According to government ministries on the 8th, the Ministry of Economy and Finance is expected to announce a revised economic growth forecast for this year in the second half economic policy direction report as early as the end of this month. The government initially projected an economic growth rate of 1.6% for this year but is internally considering a slight downward revision. This is due to the fact that the country has not benefited at all from China's reopening effect, and with the trade deficit continuing for 15 consecutive months, there are expectations that the pace of economic recovery in the second half will be slower than anticipated.


The Organisation for Economic Co-operation and Development (OECD) also lowered South Korea's economic growth forecast for this year by 0.1 percentage points to 1.5% after three months for the same reasons. This forecast matches those of the International Monetary Fund (IMF, 1.5%) and the Korea Development Institute (KDI, 1.5%), and is 0.1 percentage points higher than that of the Bank of Korea (1.4%). The reason major institutions have collectively downgraded South Korea's growth forecast is the uncertain possibility of a short-term export recovery. The OECD assessed the current Korean economic situation by stating, "Private consumption is recovering mainly in services, but private investment is somewhat sluggish due to high interest rates."


Export Slump and Labor Shortage... The Frightening Reasons Behind South Korea's Growth Rate Decline

According to the KDI, the economic growth rate refers to the increase in real GDP. This is the figure obtained by subtracting inflation from nominal GDP, which calculates all goods and services produced in a country. Real GDP growth is closely related to productivity improvements. When productivity increases, jobs naturally increase as well. Ultimately, a decline in the economic growth rate means a reduction in corporate jobs, a decrease in household income, and an increase in the impoverished population, which in the worst case can create a vicious cycle in national management, such as a decrease in tax revenue.


The problem is that signals of an economic recession in South Korea are being continuously detected. While trade with China and semiconductor export declines act as constants pulling down the current economic growth rate, upward price pressures from international oil prices, exchange rates, and international raw material prices in the second half of the year are major variables.

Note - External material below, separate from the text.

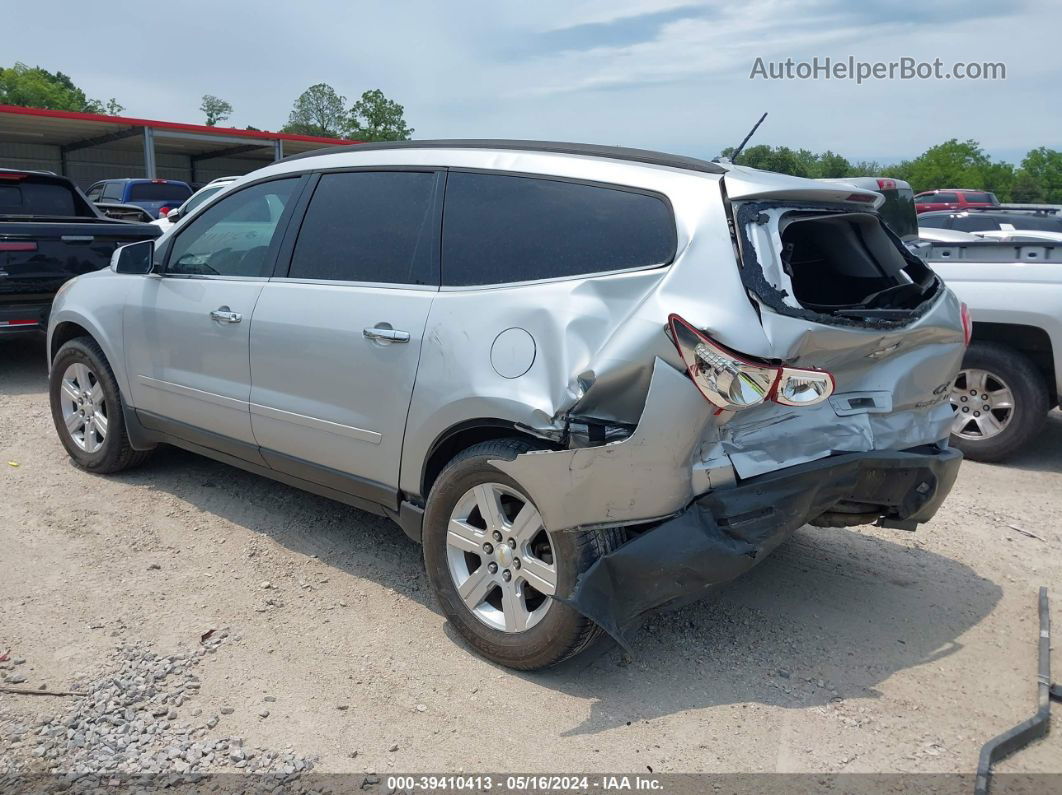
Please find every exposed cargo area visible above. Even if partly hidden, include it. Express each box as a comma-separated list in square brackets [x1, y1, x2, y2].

Additionally, the planned increase in public transportation fares centered in the metropolitan area in the second half is also a source of concern. Professor Yang Jun-mo of Yonsei University's Department of Economics warned, "With the minimal effect of China's reopening and continued export stagnation in IT items such as semiconductors, oil prices are further increasing instability. We had expected the economy to gradually recover if prices such as West Texas Intermediate (WTI) crude oil fell below the $70 per barrel range, but these expectations are currently collapsing."


There is also an argument that the long-term decline in the future labor force is a bigger problem that the Korean economy must bear. The Bank of Korea has already diagnosed that the country has entered a 'long-term low-growth structure,' and the OECD has ranked responding to rapid population aging as the top policy recommendation for Korean economic growth. As the working-age population decreases due to low birth rates and aging, demand driving economic activity declines, making a drop in economic growth rate inevitable. The OECD advised, "Training for the unemployed and strengthening active labor policies, as well as expanding social safety nets, should be enhanced to facilitate smooth redistribution of the labor force."